Brexit, Time, and HealthSubmitted by DeDora Capital on April 4th, 2019
by Will Becker, AWMA/AIF
Time & Health
The April 15th Tax deadline is right around the corner. If you need any account information for taxes, or will be making an IRA Contribution, just let us know!
Last week I had the pleasure of speaking with a group of staff at the local Boys & Girls Club on Financial Topics. They are mostly “Generation Z”, born after the mid 1990’s. A topic came up that was definitely true for them, but also in one way or another, true for each of us. Each day we are blessed with some amount of two powerful assets: time & health. Too often, we do not recognize or appreciate time & health until it is too late. This often comes up in retirement planning conversations when we talk about traveling while the body is able.
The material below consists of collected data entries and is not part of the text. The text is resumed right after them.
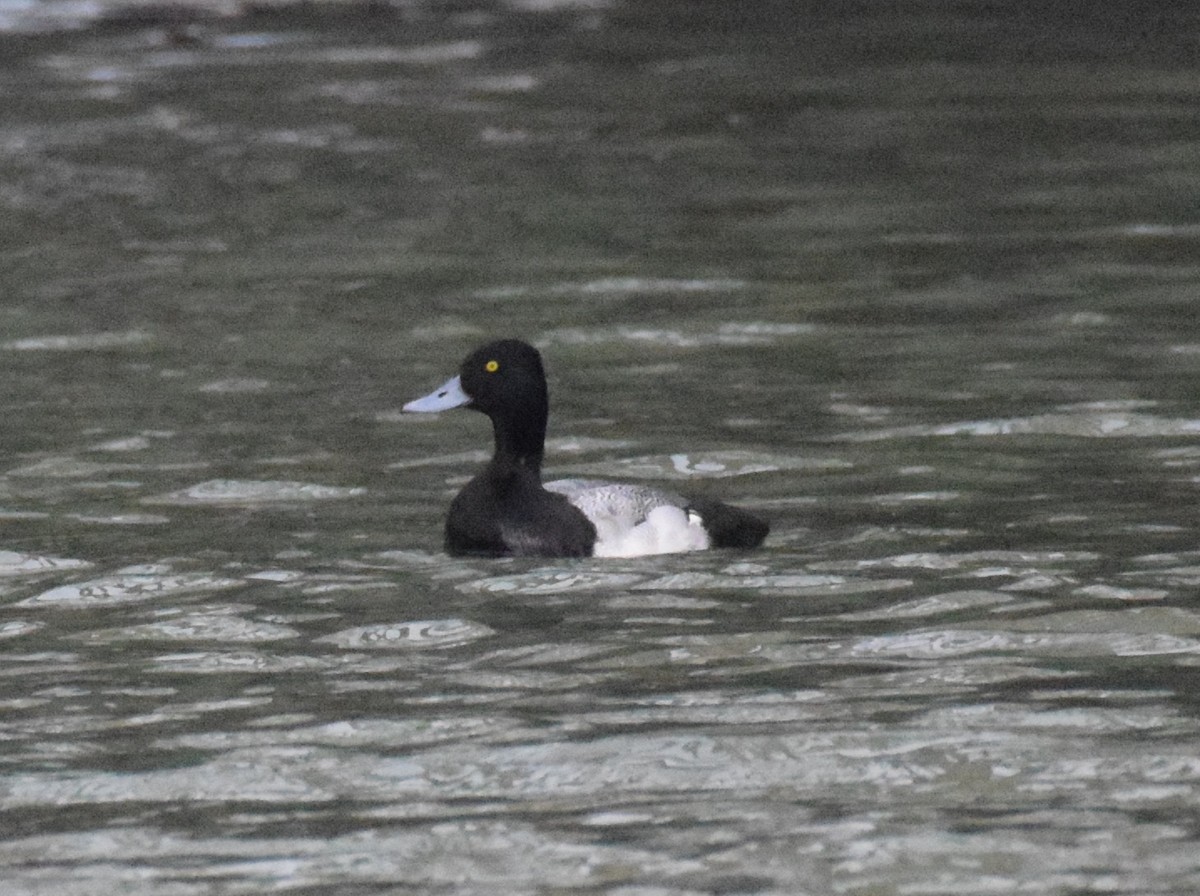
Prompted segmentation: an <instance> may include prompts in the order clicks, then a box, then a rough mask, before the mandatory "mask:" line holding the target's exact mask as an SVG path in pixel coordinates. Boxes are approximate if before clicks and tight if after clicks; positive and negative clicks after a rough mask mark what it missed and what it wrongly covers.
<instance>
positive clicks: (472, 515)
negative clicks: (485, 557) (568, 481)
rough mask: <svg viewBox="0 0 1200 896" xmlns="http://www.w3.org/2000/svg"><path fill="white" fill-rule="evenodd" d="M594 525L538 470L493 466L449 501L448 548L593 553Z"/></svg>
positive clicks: (447, 546) (522, 554) (539, 555)
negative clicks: (542, 475)
mask: <svg viewBox="0 0 1200 896" xmlns="http://www.w3.org/2000/svg"><path fill="white" fill-rule="evenodd" d="M595 540H596V530H595V527H594V525H592V523H590V522H589V521H588V518H587V517H586V516H584V515H583V513H582V512H581V511H580V510H578V509H576V507H574V506H572V505H571V504H570V501H568V500H566V499H565V498H563V497H562V495H560V494H554V493H552V492H547V491H545V489H544V488H542V487H541V482H540V481H539V480H538V476H536V474H533V473H532V471H529V470H523V469H520V468H516V469H510V470H497V469H496V468H494V467H492V465H488V468H487V469H485V470H484V471H482V473H480V474H479V475H478V476H475V477H474V479H473V480H472V481H470V482H468V483H467V485H466V486H464V487H463V489H462V491H461V492H460V493H458V494H457V495H456V497H455V499H454V501H451V504H450V515H449V516H448V517H446V529H445V548H446V553H449V554H454V555H458V557H461V555H467V554H475V555H486V557H590V555H592V551H593V547H594V545H595Z"/></svg>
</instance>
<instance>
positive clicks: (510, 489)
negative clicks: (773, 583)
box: [404, 339, 768, 557]
mask: <svg viewBox="0 0 1200 896" xmlns="http://www.w3.org/2000/svg"><path fill="white" fill-rule="evenodd" d="M458 407H467V408H473V409H475V410H479V411H481V413H484V414H486V415H487V416H488V417H490V419H491V420H492V428H493V432H494V437H496V451H494V455H493V456H492V459H491V461H490V462H488V464H487V465H486V467H485V468H484V469H482V470H481V471H480V473H479V474H478V475H476V476H475V477H474V479H472V480H470V482H468V483H467V485H466V486H464V487H463V489H462V491H461V492H460V493H458V494H457V495H456V497H455V499H454V501H451V504H450V515H449V517H448V518H446V528H445V548H446V552H448V553H450V554H455V555H462V554H484V555H490V557H505V555H534V557H635V555H640V554H662V553H677V552H682V551H701V549H704V548H708V547H739V548H750V547H757V546H758V545H761V543H762V540H763V539H764V537H766V536H767V531H768V527H767V523H764V522H763V521H761V519H758V518H757V517H755V516H751V515H750V513H746V512H745V511H743V510H739V509H737V507H732V506H730V505H727V504H721V503H720V501H714V500H707V499H688V498H684V497H682V495H676V494H672V493H670V492H662V491H659V489H656V488H649V487H647V486H640V485H625V483H616V482H599V481H595V480H557V481H553V482H546V483H542V481H541V459H542V453H544V451H545V438H546V419H547V415H548V409H550V402H548V396H547V390H546V374H545V371H544V368H542V365H541V356H540V355H539V354H538V350H536V349H534V348H533V347H532V345H529V344H527V343H524V342H520V341H516V339H504V341H500V342H493V343H488V344H487V345H484V347H482V348H480V349H478V350H475V351H473V353H472V354H470V355H469V356H468V357H467V360H466V361H463V363H462V368H461V369H460V373H458V375H456V377H452V378H451V379H450V380H448V381H446V383H445V385H443V386H442V387H440V389H438V390H436V391H434V392H432V393H430V395H428V396H426V397H425V398H419V399H416V401H414V402H409V403H408V404H406V405H404V410H409V411H436V410H446V409H449V408H458Z"/></svg>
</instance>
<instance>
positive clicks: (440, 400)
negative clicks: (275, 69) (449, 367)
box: [404, 339, 550, 465]
mask: <svg viewBox="0 0 1200 896" xmlns="http://www.w3.org/2000/svg"><path fill="white" fill-rule="evenodd" d="M451 408H470V409H473V410H478V411H481V413H484V414H486V415H487V416H490V417H491V419H492V426H493V428H494V431H496V453H497V457H500V456H506V457H510V458H512V459H518V461H521V462H524V463H530V462H532V463H533V464H534V465H540V464H541V452H542V443H544V440H545V438H546V416H547V414H548V410H550V398H548V395H547V390H546V372H545V368H544V367H542V365H541V355H539V354H538V349H535V348H534V347H533V345H530V344H529V343H527V342H521V341H520V339H500V341H498V342H490V343H487V344H486V345H482V347H481V348H478V349H475V350H474V351H472V353H470V354H469V355H467V359H466V360H464V361H463V362H462V366H461V367H460V368H458V373H457V374H456V375H454V377H451V378H450V379H448V380H446V381H445V383H444V384H443V385H440V386H438V387H437V389H436V390H433V391H432V392H430V393H428V395H427V396H425V397H424V398H418V399H415V401H412V402H409V403H408V404H406V405H404V410H407V411H426V413H427V411H438V410H450V409H451Z"/></svg>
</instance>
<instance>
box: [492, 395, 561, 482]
mask: <svg viewBox="0 0 1200 896" xmlns="http://www.w3.org/2000/svg"><path fill="white" fill-rule="evenodd" d="M546 410H547V409H546V405H545V404H540V407H539V405H535V407H530V408H528V409H527V414H526V415H524V416H523V417H522V419H520V420H502V419H498V417H493V419H492V431H493V433H494V435H496V455H494V457H493V458H492V463H493V464H503V465H512V467H523V468H524V469H527V470H530V471H533V474H534V475H535V476H538V477H539V479H540V477H541V458H542V455H544V453H545V450H546V447H545V446H546Z"/></svg>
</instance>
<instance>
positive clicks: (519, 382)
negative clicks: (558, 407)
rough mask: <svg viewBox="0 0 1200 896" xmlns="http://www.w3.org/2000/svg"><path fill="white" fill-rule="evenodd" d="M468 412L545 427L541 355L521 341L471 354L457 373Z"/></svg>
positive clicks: (481, 349) (478, 349)
mask: <svg viewBox="0 0 1200 896" xmlns="http://www.w3.org/2000/svg"><path fill="white" fill-rule="evenodd" d="M458 378H460V380H461V383H462V391H463V392H466V393H467V395H468V396H469V397H470V404H469V405H467V407H469V408H474V409H475V410H481V411H482V413H485V414H487V415H488V416H491V417H496V416H511V417H512V419H514V421H512V422H515V423H529V422H536V421H538V415H539V414H540V415H541V423H540V425H541V427H545V422H546V421H545V415H546V410H547V395H546V372H545V369H544V368H542V366H541V355H539V354H538V349H535V348H534V347H533V345H530V344H528V343H526V342H521V341H520V339H500V341H498V342H490V343H487V344H486V345H484V347H481V348H478V349H475V350H474V351H472V353H470V354H469V355H468V356H467V360H466V361H463V362H462V367H461V368H460V369H458Z"/></svg>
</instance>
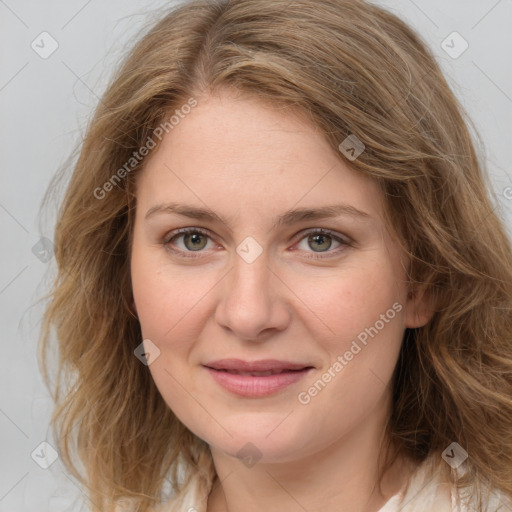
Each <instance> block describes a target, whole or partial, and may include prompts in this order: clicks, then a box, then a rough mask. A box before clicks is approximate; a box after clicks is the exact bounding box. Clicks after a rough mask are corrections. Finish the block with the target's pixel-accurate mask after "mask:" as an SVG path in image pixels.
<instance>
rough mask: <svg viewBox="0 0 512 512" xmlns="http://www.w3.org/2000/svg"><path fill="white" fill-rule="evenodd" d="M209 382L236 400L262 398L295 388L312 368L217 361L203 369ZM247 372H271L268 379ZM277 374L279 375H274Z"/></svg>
mask: <svg viewBox="0 0 512 512" xmlns="http://www.w3.org/2000/svg"><path fill="white" fill-rule="evenodd" d="M203 366H204V367H205V369H206V370H207V371H208V373H209V374H210V375H211V376H212V378H213V379H214V380H215V381H216V382H217V383H218V384H219V385H220V386H222V387H223V388H224V389H226V390H227V391H230V392H231V393H234V394H235V395H238V396H244V397H252V398H258V397H265V396H270V395H273V394H275V393H277V392H278V391H280V390H282V389H284V388H286V387H288V386H290V385H292V384H295V383H296V382H298V381H300V380H301V379H302V378H304V377H305V376H306V374H308V373H309V372H310V371H311V370H313V367H312V366H311V365H308V364H302V363H292V362H289V361H280V360H276V359H265V360H260V361H243V360H241V359H221V360H219V361H213V362H210V363H206V364H204V365H203ZM248 372H274V373H273V374H271V375H248V374H247V373H248ZM276 372H279V373H276Z"/></svg>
Those in their first two decades of life are wealthy in time, and hopefully in health; let’s not take either for granted, no matter where we are in life!
Global Slowdown vs Strong Manufacturing
Economic Indicators continue to be “ok, but weakening”, while the Stock Markets punch new highs for the year… so what gives?
Trade is a big factor. The US Stock Markets weren’t the only ones going up on trade talks. Reuters reports that “China stocks ended at an over one-year high on Thursday, with the blue-chip index rising for a fourth straight week as investors cheered progress in trade talks.” Manufacturing in both the US and China are up. The first chart below shows the S&P 500 reaching its Year to Date high, returning to the high from January of 2018 and nearing the highs of September/October 2018.
At this point, the US economy is in a situation where the Federal Reserve is being friendly with low interest rates, China is adding stimulus in their economy, and there is a possible trade deal between the US and China that could boost economic activity. Could that be enough to revive the slowing global growth?
As of the most recent data in January, the Philadelphia Federal Reserve is showing positive state-level leading indicators among all but five states (see second chart below).
In my youth during the 1980 and 1990’s, Northern Ireland was predominantly in the news due to the longstanding violence, or “The Troubles.” Fast forward to 2019, and Northern Ireland is in the news due to very much NOT wanting checkpoints on the border with Ireland. You would think that having a land border with the European Union isn’t an issue for the definitely-is-an-island United Kingdom. But Ireland is in the Eurozone, while Northern Ireland is part of the United Kingdom. So that pesky Ireland/Northern Ireland border is back in the economic and political arena.
You can pick the problem that Brexit supporters said they were solving – some say job loss, others immigration, etc – but at this point, Brexit is aWicked Problem. Wicked problems are “difficult or impossible to solve because of incomplete, contradictory, and changing requirements that are often difficult to recognize.” These are problems that are resistant to a solution. For example, putting checkpoints at the Ireland/Northern Ireland border could solve the Brexit issue… but might violate the Good Friday agreement that ended The Troubles. That’s a Wicked problem.
While the gears of political decision making slowly grind, businesses are preparing… and it’s not looking good for the UK.
Speaking of businesses in Britain, a surprising number of very British brands are owned by foreign companies. Here are four that stand out, and an article about 29 more.
- Jaguar & Land Rover – owned by Ford, then India’s Tata motors since 2008.
- Rolls Royce – owned by German car company BMW.
- Manchester United – owned by a family in the US.
- Double Decker London Busses – operated by the Deutsche Bahn German national railway.